Management expects the Tax Cuts and Jobs Act (“Act”) that was passed on December 22, 2017, to favorably impact the Company’s net income, diluted EPS, and cash flows in future periods, due primarily to the reduction in the federal corporate tax rate from 35 percent to 21 percent effective for periods beginning January 1, 2018. Additionally, positive business sentiment and other favorable aspects of the new tax law could incentivize additional investments in facilities and infrastructure in the U.S. that may increase future demand in the end-markets that the Company serves. Management currently estimates that the Company’s blended consolidated effective income tax rate (“tax rate”) for full-year fiscal 2018 will approximate 26 to 28 percent before discrete items, compared with nearly 35 percent for the prior year.
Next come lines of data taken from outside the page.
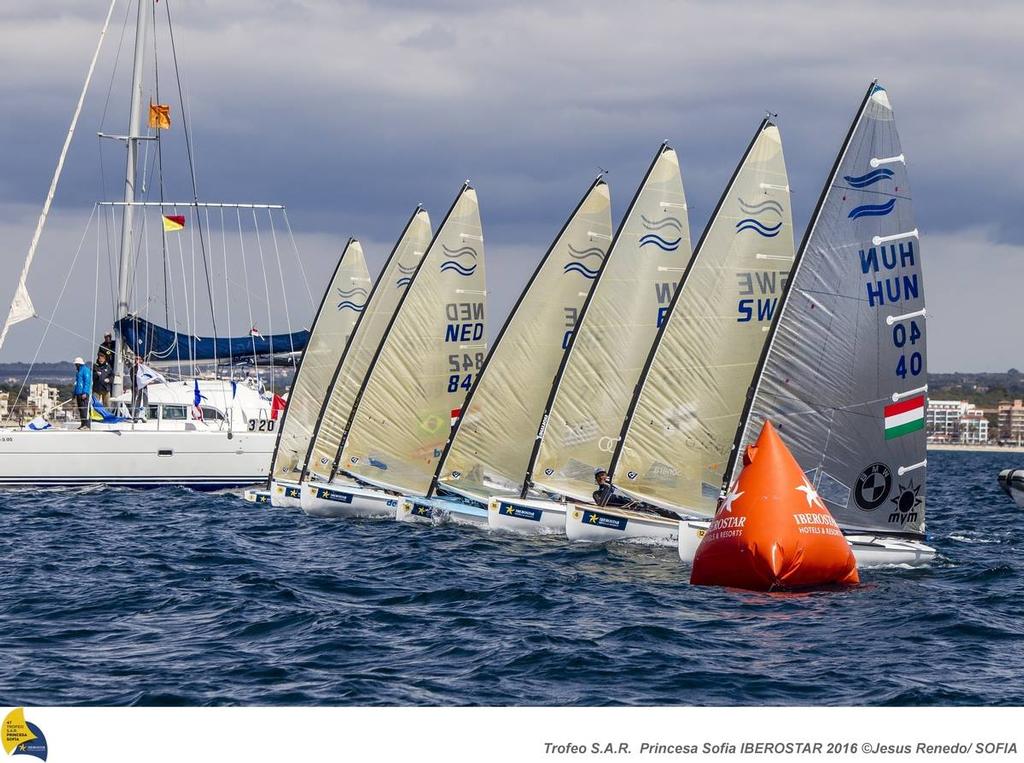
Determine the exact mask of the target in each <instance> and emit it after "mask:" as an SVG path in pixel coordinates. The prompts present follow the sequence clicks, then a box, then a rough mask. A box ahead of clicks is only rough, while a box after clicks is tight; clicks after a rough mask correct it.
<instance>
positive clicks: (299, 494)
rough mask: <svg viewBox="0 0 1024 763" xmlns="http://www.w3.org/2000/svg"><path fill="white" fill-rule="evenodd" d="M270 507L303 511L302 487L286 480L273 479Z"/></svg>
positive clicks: (298, 484)
mask: <svg viewBox="0 0 1024 763" xmlns="http://www.w3.org/2000/svg"><path fill="white" fill-rule="evenodd" d="M270 505H271V506H273V507H274V508H279V509H301V508H302V485H301V484H299V483H298V482H292V481H290V480H286V479H271V480H270Z"/></svg>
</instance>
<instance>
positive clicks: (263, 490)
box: [242, 489, 270, 506]
mask: <svg viewBox="0 0 1024 763" xmlns="http://www.w3.org/2000/svg"><path fill="white" fill-rule="evenodd" d="M242 498H243V499H244V500H246V501H248V502H249V503H258V504H266V505H267V506H269V505H270V491H267V490H256V489H251V490H248V491H246V492H245V493H243V494H242Z"/></svg>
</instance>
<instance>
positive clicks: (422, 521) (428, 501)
mask: <svg viewBox="0 0 1024 763" xmlns="http://www.w3.org/2000/svg"><path fill="white" fill-rule="evenodd" d="M395 519H397V520H398V521H399V522H420V523H422V524H440V523H444V522H451V523H453V524H468V525H471V526H476V527H485V526H486V525H487V509H486V508H485V507H483V506H480V505H479V504H472V503H462V502H461V501H452V500H449V499H444V498H412V497H409V496H406V497H404V498H402V499H401V500H400V501H399V502H398V508H397V509H396V510H395Z"/></svg>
Management also anticipates that the tax rate for the second quarter of fiscal 2018 will be significantly lower than the estimated full-year blended tax rate to cumulatively adjust for the 35.5 percent tax rate recorded for the first quarter of fiscal 2018. Additionally, management currently estimates the second quarter tax expense to be reduced by approximately $30 million for discrete items, primarily due to a non-cash income tax benefit from the remeasurement of the Company’s net U.S. deferred tax liabilities, partially offset by an unfavorable impact related to the taxation of the Company's accumulated unremitted foreign earnings. Management currently estimates that the fiscal 2019 tax rate will approximate 23 to 25 percent before discrete items. The aforementioned tax-related estimates may differ from actual results, possibly materially, due to changes in interpretations of the Act and assumptions made by the Company, as well as guidance that may be issued and actions the Company may take as a result of the Act.
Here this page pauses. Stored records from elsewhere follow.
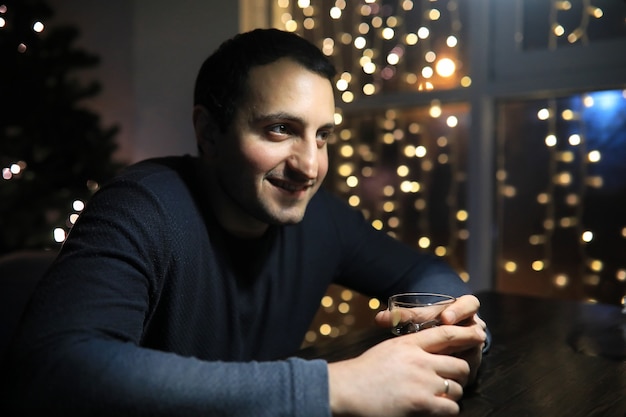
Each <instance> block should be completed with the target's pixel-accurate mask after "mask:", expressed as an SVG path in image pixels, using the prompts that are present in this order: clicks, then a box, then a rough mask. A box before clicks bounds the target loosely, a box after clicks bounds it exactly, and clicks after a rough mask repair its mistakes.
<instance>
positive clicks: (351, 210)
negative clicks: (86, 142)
mask: <svg viewBox="0 0 626 417" xmlns="http://www.w3.org/2000/svg"><path fill="white" fill-rule="evenodd" d="M197 164H198V160H197V159H195V158H192V157H175V158H166V159H160V160H151V161H146V162H143V163H139V164H136V165H134V166H132V167H130V168H128V169H127V170H125V172H124V173H123V174H122V175H120V176H119V177H118V178H117V179H115V180H114V181H112V182H111V183H109V184H107V185H106V186H105V187H103V188H102V189H101V190H100V191H99V192H98V193H97V194H96V195H95V196H94V197H93V198H92V199H91V200H90V202H89V204H88V206H87V208H86V209H85V210H84V212H83V213H82V214H81V216H80V218H79V221H78V222H77V223H76V225H75V226H74V228H73V229H72V231H71V233H70V236H69V238H68V240H67V241H66V242H65V244H64V246H63V249H62V251H61V254H60V255H59V257H58V259H57V261H56V262H55V264H54V265H53V267H52V269H51V270H50V271H49V273H48V274H47V275H46V276H45V277H44V278H43V280H42V281H41V284H40V286H39V287H38V289H37V290H36V292H35V294H34V296H33V299H32V301H31V303H30V305H29V307H28V309H27V312H26V315H25V317H24V321H23V324H22V326H21V329H20V332H19V334H18V337H17V339H16V341H15V343H14V346H13V350H12V356H11V359H10V360H9V361H8V363H9V364H10V369H9V372H8V373H7V375H8V376H9V378H10V381H11V382H10V384H9V386H10V391H9V398H10V401H11V404H12V405H11V407H12V408H14V410H13V411H12V412H13V413H14V415H19V413H18V412H17V409H18V408H22V409H23V410H24V411H23V412H24V414H25V415H33V414H34V411H35V410H46V414H48V415H49V414H50V413H52V415H57V414H55V413H56V411H63V413H64V414H63V415H66V416H68V415H73V414H75V415H79V414H80V415H85V414H88V415H107V416H111V415H116V416H117V415H150V416H157V415H168V416H177V415H180V416H187V417H188V416H195V415H198V416H199V415H203V416H221V415H229V416H246V417H248V416H312V417H320V416H329V415H330V410H329V404H328V380H327V378H328V376H327V365H326V363H325V362H323V361H305V360H302V359H296V358H291V359H289V357H290V355H293V354H294V352H295V351H297V349H298V347H299V346H300V343H301V342H302V340H303V336H304V333H305V332H306V331H307V329H308V327H309V325H310V322H311V320H312V318H313V316H314V314H315V312H316V311H317V309H318V307H319V302H320V299H321V297H322V296H323V295H324V293H325V292H326V290H327V287H328V285H329V284H330V283H337V284H340V285H344V286H347V287H350V288H352V289H354V290H356V291H359V292H362V293H364V294H367V295H371V296H376V297H379V298H381V299H386V298H387V297H388V296H389V295H390V294H392V293H395V292H400V291H408V290H417V289H419V290H428V291H432V292H437V291H441V292H446V293H452V294H454V295H461V294H465V293H468V292H469V290H468V288H467V287H466V286H465V285H464V284H463V282H462V281H461V280H460V279H459V278H458V277H457V275H456V274H455V273H454V272H453V271H452V270H451V269H450V268H449V267H448V266H446V265H445V264H443V263H441V262H440V261H439V260H437V259H436V258H434V257H431V256H428V255H424V254H419V253H417V252H415V251H414V250H413V249H411V248H409V247H407V246H405V245H403V244H401V243H399V242H397V241H396V240H394V239H392V238H390V237H388V236H387V235H386V234H384V233H382V232H379V231H376V230H374V229H373V228H372V227H371V226H370V225H369V223H367V222H366V221H365V220H364V219H363V217H362V216H361V214H360V213H358V212H357V211H354V210H352V209H351V208H349V207H348V206H347V205H345V204H344V203H343V202H341V201H340V200H338V199H337V198H335V197H334V196H332V195H330V194H329V193H328V192H327V191H325V190H323V189H321V190H320V191H319V192H318V193H317V194H316V196H315V197H314V198H313V199H312V201H311V203H310V205H309V207H308V208H307V211H306V214H305V216H304V219H303V221H302V222H301V223H299V224H296V225H290V226H281V227H272V228H270V229H269V230H268V232H267V233H266V235H265V236H263V237H262V238H260V239H256V240H248V241H244V240H238V239H235V238H234V237H231V236H229V235H228V234H227V233H225V232H224V231H223V230H222V229H221V228H220V226H219V225H218V224H217V223H216V221H215V219H214V218H213V217H212V215H211V211H210V210H209V208H208V198H210V196H208V195H207V194H206V188H205V187H204V185H203V179H202V176H200V175H198V172H200V171H199V170H198V168H197ZM285 358H287V359H285Z"/></svg>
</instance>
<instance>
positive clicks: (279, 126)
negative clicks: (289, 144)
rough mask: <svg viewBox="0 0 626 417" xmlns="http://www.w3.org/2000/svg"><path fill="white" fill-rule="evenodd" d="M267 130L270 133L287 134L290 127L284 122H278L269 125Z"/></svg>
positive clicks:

Mr. Nagel concluded, “We believe the lighting and lighting-related industry as well as building automation systems have the potential to experience solid growth over the next decade, particularly as energy and environmental concerns come to the forefront along with emerging opportunities for digital lighting to play a key role in the Internet of Things. We believe we are uniquely positioned to fully participate in this exciting industry.”